Pourquoi MSF a opté pour la recherche active des cas à Tondo ?
Valentina Carnimeo : La recherche active des cas de tuberculose consiste en un dépistage de masse de la tuberculose dans l'ensemble de la communauté à l'aide de radiographies pulmonaires. Les personnes dont la radiographie pulmonaire est anormale subissent alors un test moléculaire de dépistage de la tuberculose. C’est une stratégie cruciale dans la lutte contre la tuberculose, notamment parce qu'elle permet de combler des lacunes importantes dans l'identification des cas de TB, en particulier dans les populations les plus touchées par la maladie. C'est pourquoi MSF en collaboration avec le Département de la Santé de Manille a opté pour la recherche active de cas dans les communautés. À Tondo, où suite à la pandémie de COVID les services de lutte contre la TB ont été fortement perturbés et où les conditions de vie favorisent la propagation de la maladie, MSF a utilisé cette méthode pour dépister la tuberculose. Grâce à la radiographie assistée par IA, nous avons pu mieux identifier les cas potentiels et ainsi leur proposer des examens supplémentaires, comme le test moléculaire GeneXpert.
Quels sont les enseignements à retenir de votre étude quant à l’utilisation du CAD ?
Valentina Carnimeo : Un aspect clé de notre étude a été d’évaluer et d’ajuster le seuil de sensibilité du score CAD pour déterminer à partir de quel seuil une personne devait subir des tests supplémentaires, notamment le test GeneXpert. Le CAD produit un score d'anomalie entre 0 et 100, indiquant la probabilité que la radiographie présente des signes évocateurs de tuberculose. À Tondo, nous avons commencé avec un seuil fixé à 25, ce qui signifiait qu'un test GeneXpert était nécessaire pour environ 35 % des personnes dépistées.

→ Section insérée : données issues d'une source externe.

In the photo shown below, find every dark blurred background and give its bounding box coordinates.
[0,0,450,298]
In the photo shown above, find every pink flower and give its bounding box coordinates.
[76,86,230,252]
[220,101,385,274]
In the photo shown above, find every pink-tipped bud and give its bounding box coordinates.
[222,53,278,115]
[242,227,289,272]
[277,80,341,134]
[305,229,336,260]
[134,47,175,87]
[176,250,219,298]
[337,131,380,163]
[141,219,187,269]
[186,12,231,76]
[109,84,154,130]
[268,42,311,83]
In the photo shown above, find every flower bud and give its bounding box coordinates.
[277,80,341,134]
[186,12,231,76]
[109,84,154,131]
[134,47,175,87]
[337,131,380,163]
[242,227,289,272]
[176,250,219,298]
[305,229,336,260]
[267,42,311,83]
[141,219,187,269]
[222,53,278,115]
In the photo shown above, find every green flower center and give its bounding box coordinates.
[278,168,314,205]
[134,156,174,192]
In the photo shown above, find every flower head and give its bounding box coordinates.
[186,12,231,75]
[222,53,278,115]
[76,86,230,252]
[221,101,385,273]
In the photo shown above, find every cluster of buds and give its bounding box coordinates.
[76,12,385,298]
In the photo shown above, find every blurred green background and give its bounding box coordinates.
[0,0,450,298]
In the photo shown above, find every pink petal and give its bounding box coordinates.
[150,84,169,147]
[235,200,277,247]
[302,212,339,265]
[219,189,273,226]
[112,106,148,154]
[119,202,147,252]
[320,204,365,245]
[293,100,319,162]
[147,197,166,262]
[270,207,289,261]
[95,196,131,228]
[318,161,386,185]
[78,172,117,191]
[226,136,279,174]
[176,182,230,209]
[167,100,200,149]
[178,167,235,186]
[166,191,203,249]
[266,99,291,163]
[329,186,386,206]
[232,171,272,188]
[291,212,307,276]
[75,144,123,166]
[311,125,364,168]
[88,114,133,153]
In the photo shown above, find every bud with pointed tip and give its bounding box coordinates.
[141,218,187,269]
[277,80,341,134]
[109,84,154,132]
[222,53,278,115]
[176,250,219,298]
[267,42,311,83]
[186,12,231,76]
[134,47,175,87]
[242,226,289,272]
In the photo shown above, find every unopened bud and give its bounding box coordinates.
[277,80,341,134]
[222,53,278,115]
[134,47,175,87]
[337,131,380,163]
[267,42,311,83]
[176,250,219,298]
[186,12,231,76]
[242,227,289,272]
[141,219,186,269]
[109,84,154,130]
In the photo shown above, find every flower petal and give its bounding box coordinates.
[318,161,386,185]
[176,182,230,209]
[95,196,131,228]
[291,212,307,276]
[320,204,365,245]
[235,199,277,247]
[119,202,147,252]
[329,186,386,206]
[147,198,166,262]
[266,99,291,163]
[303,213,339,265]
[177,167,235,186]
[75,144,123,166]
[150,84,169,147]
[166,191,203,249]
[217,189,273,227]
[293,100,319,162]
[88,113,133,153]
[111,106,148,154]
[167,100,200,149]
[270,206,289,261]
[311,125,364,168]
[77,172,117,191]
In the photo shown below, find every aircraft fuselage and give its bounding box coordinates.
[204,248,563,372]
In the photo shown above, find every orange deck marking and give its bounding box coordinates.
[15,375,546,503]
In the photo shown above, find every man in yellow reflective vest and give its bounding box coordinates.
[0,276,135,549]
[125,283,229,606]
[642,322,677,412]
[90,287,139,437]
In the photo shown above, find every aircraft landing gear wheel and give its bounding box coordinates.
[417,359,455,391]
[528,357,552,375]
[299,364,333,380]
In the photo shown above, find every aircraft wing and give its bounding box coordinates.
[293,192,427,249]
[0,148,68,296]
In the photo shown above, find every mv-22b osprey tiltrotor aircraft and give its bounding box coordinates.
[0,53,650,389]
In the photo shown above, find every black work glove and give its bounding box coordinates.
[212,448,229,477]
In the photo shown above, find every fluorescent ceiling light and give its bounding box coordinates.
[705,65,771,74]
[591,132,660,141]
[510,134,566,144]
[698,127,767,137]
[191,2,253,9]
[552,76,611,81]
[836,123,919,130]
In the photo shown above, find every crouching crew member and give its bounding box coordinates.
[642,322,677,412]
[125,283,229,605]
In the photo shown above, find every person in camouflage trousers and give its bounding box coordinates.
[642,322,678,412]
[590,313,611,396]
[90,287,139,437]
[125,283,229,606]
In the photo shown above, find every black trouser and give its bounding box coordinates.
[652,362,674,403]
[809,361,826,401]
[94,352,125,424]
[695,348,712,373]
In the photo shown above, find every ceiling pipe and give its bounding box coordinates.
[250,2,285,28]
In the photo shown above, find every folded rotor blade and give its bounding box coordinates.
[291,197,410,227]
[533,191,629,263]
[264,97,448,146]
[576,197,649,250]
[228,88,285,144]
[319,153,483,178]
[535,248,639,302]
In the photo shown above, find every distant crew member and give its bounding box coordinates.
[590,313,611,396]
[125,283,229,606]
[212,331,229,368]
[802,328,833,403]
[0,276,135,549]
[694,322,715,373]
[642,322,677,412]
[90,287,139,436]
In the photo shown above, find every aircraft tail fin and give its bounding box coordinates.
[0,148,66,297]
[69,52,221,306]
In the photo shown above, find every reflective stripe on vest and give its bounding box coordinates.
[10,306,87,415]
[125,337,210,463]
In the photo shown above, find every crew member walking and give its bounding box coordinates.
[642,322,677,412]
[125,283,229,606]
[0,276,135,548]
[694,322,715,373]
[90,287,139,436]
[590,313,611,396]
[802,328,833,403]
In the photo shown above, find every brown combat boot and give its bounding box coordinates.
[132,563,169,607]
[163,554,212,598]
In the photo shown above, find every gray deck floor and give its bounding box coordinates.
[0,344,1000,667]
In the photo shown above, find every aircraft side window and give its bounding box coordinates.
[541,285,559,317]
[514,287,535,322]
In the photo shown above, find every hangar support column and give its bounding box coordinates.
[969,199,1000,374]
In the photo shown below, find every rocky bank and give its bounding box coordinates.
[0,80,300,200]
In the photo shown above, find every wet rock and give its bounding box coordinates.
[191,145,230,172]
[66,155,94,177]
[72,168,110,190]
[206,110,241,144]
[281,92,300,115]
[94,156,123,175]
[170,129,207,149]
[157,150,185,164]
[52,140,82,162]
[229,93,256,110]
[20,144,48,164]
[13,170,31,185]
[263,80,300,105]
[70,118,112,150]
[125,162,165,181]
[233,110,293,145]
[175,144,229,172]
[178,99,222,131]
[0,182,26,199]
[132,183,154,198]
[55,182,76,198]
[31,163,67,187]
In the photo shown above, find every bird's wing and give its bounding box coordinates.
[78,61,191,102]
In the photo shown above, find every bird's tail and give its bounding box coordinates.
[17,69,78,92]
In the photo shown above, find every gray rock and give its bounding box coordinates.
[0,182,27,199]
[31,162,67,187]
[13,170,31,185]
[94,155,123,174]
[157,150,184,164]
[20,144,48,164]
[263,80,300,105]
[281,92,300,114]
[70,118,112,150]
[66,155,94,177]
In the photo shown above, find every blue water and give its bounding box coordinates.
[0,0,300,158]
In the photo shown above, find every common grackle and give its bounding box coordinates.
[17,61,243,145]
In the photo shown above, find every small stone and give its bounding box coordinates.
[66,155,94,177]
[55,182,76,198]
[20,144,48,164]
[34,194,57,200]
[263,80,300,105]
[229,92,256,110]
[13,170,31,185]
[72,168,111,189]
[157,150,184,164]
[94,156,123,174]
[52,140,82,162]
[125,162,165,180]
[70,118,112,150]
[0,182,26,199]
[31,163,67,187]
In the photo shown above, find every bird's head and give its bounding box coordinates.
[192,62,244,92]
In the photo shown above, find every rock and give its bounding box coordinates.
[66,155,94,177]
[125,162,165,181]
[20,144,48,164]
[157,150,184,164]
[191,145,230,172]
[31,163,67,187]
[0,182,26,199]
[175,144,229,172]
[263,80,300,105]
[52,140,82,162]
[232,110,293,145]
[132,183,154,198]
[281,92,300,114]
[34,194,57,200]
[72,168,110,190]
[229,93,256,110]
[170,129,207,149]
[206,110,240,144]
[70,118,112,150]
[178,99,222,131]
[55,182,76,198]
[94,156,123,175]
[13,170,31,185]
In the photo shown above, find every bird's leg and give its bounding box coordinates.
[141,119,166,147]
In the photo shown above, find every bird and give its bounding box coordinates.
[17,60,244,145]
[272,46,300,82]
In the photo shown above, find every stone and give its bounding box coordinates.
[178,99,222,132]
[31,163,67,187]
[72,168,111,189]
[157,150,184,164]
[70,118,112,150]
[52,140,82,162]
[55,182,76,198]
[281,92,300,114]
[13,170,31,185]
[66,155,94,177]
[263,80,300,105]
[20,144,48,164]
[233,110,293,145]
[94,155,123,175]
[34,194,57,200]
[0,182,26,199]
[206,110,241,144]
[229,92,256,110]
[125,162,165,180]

Ce score a été ajusté en fonction des données collectées, passant progressivement à 28 puis à 32, afin d'optimiser l'équilibre entre la sensibilité de détection et la capacité des ressources disponibles pour confirmer les cas.
Quels ont été les résultats de votre étude ?
Valentina Carnimeo : Entre janvier et octobre 2023, nous avons dépisté plus de 12 000 personnes à Tondo, utilisant le CAD. Près de 8% des radiographies pulmonaires montraient des signes évocateurs d'une tuberculose active. Sur ce total, environ 4 151 tests GeneXpert ont été réalisés, avec un taux de positivité de 5.6% parmi tous les patients dépistés. Au final, près de 700 personnes ont été diagnostiquées avec la tuberculose, mais seulement 54% d'entre elles ont entamé un traitement. Cela montre qu'au-delà du diagnostic, il reste des défis importants liés à l'acceptation et au suivi des traitements par les patients, souvent à cause de la stigmatisation, de la peur du traitement, voire du manque de traitement.
Quelles sont vos conclusions ?
Valentina Carnimeo : Notre étude montre que l’utilisation du CAD associée au dépistage par radiographie pulmonaire est non seulement faisable, mais aussi que la méthode innovante que nous avons utilisée pour calibrer le CAD est efficace pour dépister la tuberculose dans des populations urbaines à haut risque comme à Tondo. Cette approche a permis d'atteindre des taux élevés de dépistage, avec une bonne acceptabilité de la part de la communauté. Cependant, le faible taux de patients qui ont effectivement commencé un traitement souligne la nécessité d'améliorer la sensibilisation, de lutter contre la stigmatisation, de renforcer l'engagement communautaire et d’assurer un accès au traitement pour assurer une prise en charge complète. Les résultats indiquent que cette technologie pourrait être déployée dans des contextes similaires, mais qu'il est essentiel d'accompagner cela d'efforts en termes d’accès au traitement.